No matter how many ways I look at it, there is just something that isn’t right about Damsels in Distress, the new comedy written and directed by Whit Stillman. It’s just as well Whit has an “h” in his name because here his urbane style of humour doesn’t quite click.
The story follows a group of girls living on campus at the fictional Seven Oaks college. Violet Wister (Greta Gerwig), along with her entourage, the spry Heather (Carrie MacLemore) and killjoy Rose (Megalyn Echikunwoke) run an on campus suicide prevention program. This is just one part of a plan to raise the standards of the entire campus, hygiene and all. Violet’s word is taken as gospel amongst the group and seems to wield a hypnotic influence over them. Although the same cannot be said for the rest of the campus, the great unwashed who “haven’t come to realise their full potential.”
The welcoming of new girl Lily (Analeigh Tipton) into the group challenges the status quo. She is herself battling between feelings for the Frenchman Xavier (Hugo Becker) and the handsome Charlie (Adam Brody) who seems a bit of a player. And, as Violet’s odd theories become clear, Lily is torn between their impeccable logic and her own quiet scepticism.
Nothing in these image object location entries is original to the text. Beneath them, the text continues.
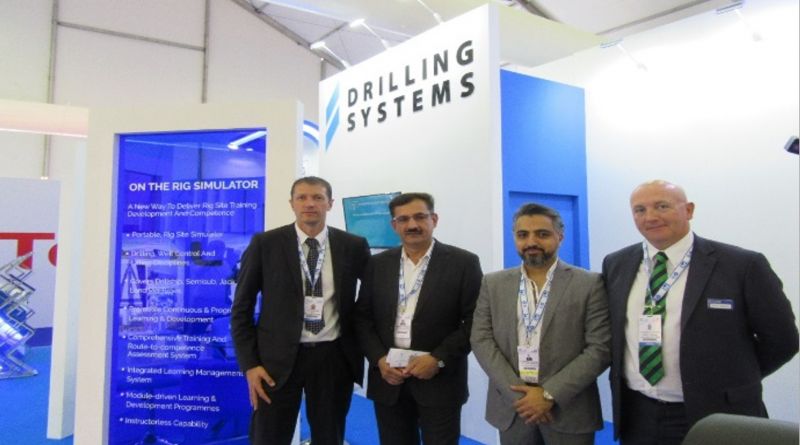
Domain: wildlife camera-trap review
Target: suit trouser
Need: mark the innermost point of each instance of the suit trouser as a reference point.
(401, 423)
(520, 433)
(321, 371)
(647, 421)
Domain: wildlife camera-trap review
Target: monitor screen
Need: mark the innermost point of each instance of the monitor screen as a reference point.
(369, 216)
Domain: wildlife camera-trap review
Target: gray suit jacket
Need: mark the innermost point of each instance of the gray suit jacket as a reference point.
(574, 346)
(441, 323)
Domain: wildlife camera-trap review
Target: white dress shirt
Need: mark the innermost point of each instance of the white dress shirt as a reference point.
(669, 388)
(533, 294)
(411, 272)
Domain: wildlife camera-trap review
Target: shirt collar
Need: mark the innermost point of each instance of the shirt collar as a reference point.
(302, 237)
(674, 252)
(405, 257)
(550, 271)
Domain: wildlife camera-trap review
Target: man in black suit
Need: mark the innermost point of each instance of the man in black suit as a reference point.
(413, 320)
(696, 324)
(303, 340)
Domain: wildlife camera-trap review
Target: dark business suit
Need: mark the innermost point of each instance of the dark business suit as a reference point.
(574, 345)
(270, 265)
(724, 353)
(441, 323)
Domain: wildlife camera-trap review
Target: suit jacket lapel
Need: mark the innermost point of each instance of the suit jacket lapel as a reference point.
(392, 276)
(337, 251)
(289, 247)
(436, 266)
(508, 301)
(628, 270)
(561, 279)
(700, 268)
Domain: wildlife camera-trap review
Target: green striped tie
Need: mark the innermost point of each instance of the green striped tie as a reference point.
(650, 364)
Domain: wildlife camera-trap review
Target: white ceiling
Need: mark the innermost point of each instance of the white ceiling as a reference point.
(308, 21)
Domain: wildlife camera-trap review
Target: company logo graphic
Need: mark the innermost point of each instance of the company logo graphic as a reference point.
(332, 117)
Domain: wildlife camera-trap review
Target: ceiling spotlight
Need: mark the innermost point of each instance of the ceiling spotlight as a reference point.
(363, 23)
(357, 22)
(320, 45)
(435, 14)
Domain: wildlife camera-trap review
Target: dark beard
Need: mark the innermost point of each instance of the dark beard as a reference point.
(537, 259)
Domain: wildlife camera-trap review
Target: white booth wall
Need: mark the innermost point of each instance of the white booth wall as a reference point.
(247, 61)
(714, 104)
(711, 112)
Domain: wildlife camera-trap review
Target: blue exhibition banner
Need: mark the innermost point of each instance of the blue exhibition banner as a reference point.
(187, 205)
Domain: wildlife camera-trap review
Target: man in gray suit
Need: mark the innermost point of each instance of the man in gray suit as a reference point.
(541, 332)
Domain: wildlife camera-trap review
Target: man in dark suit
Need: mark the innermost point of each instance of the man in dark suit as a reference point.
(696, 324)
(303, 340)
(413, 318)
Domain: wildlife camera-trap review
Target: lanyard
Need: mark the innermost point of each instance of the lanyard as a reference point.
(304, 263)
(531, 323)
(662, 291)
(401, 285)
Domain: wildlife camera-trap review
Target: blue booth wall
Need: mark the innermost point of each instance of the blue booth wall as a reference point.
(544, 158)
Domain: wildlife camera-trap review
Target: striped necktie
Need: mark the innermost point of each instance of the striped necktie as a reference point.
(315, 326)
(651, 365)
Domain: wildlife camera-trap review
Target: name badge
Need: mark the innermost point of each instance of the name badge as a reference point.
(402, 330)
(650, 330)
(528, 363)
(720, 303)
(312, 308)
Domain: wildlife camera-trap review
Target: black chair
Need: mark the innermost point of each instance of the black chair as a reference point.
(729, 429)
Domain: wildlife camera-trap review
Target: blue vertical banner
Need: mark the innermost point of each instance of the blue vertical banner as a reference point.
(187, 205)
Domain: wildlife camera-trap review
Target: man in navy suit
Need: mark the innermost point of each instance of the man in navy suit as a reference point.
(303, 340)
(696, 324)
(413, 318)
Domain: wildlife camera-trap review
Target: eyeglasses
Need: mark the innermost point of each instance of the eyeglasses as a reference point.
(417, 217)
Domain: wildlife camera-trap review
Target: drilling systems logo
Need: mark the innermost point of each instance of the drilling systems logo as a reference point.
(413, 87)
(332, 117)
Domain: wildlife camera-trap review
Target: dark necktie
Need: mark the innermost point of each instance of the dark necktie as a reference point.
(314, 326)
(651, 365)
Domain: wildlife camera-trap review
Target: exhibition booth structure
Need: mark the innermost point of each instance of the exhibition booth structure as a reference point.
(440, 114)
(173, 195)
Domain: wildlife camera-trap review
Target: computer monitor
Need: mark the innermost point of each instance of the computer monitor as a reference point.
(369, 216)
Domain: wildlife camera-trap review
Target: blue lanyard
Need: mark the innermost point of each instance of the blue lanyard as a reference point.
(673, 277)
(531, 323)
(401, 285)
(304, 263)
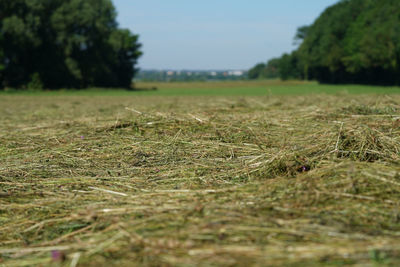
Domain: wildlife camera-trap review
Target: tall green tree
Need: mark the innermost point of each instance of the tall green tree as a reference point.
(65, 43)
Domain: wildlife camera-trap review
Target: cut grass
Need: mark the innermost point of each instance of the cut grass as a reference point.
(176, 181)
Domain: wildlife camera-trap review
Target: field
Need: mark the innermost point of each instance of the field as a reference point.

This is a strange film which tends to get caught up in its own sense of whimsy. Working as a satire of the Ivy League colleges, it plays mostly on the delusions and pretentiousness of the privileged while also semi-praising their motives. Encompassing this, the campus’ timeless feel and the 50s-esque costumes serve to alienate it from reality. The issue of anal sex came as a surprise aswell but I won’t spoil too much.It is an interesting mix to be sure but the attempts in blending them ultimately seem laboured.
Regardless, there are some genuinely funny moments, Violet having the pick of the best lines. Unfortunately Gerwig’s glazed face and monotonous tone stifle some of the humour but her slightly delusional Violet still has a strange appeal. Tipton, in the other lead role, is decent enough. It is a pity then that the impressionable Lily isn’t really a very interesting person which means the film drifts at stages. That the background characters are little more than cardboard cutouts doesn’t help either.
All in all, Damsels in Distress is an interesting film even if it doesn’t quite gel as well as it should. It left me empty but it is worth a look.
Damsels in Distress will be theatrically released in Australiaon September 6 through Sony Pictures.